A Generalized Framework for Preserving Both Privacy and Utility in Data Outsourcing

Property preserving encryption techniques have significantly advanced the utility of encrypted data in data outsourcing. However, while preserving certain properties (e.g., the prefixes or order of the data) in the encrypted data, such encryption schemes are typically limited to specific data types (e.g., IP addresses) or applications (e.g., range queries over order-preserved data), and highly vulnerable to the emerging inference attacks which may greatly limit their applications in practice. In this paper, to the best of our knowledge, we make the first attempt to generalize the prefix-preserving encryption to make it applicable to more general data types (e.g., geo-locations, market basket data, DNA sequences, numerical data and timestamps) and secure against the inference attacks.

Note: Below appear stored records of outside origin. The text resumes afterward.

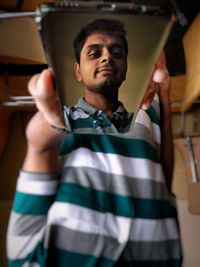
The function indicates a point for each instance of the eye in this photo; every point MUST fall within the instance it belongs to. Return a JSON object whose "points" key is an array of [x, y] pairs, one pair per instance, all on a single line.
{"points": [[117, 52], [94, 53]]}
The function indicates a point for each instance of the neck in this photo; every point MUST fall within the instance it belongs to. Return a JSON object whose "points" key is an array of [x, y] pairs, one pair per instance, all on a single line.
{"points": [[106, 103]]}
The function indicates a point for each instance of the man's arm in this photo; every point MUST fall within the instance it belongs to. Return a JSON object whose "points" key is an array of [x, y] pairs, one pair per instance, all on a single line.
{"points": [[167, 152], [161, 80], [42, 140], [37, 183]]}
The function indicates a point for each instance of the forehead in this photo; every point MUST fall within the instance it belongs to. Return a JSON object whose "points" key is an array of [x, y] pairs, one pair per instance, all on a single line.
{"points": [[102, 39]]}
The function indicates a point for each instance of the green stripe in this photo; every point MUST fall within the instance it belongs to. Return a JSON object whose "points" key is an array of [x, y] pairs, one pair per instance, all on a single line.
{"points": [[62, 258], [116, 204], [163, 263], [110, 144], [32, 204], [88, 122], [38, 255]]}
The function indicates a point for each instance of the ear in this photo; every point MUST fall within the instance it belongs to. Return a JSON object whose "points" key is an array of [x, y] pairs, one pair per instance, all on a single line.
{"points": [[77, 71]]}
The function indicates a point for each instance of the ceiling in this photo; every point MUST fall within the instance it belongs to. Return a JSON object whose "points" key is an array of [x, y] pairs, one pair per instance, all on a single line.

Furthermore, we present a generalized multi-view outsourcing framework that generates multiple indistinguishable data views in which one view fully preserves the utility for data analysis, and its accurate analysis result can be obliviously retrieved. We empirically evaluate the performance of our outsourcing framework against two common inference attacks on two different real datasets: the check-in location dataset and network traffic dataset. The experimental results demonstrate that our proposed framework preserves both privacy (with bounded leakage and indistinguishable data views) and utility (with 100% analysis accuracy).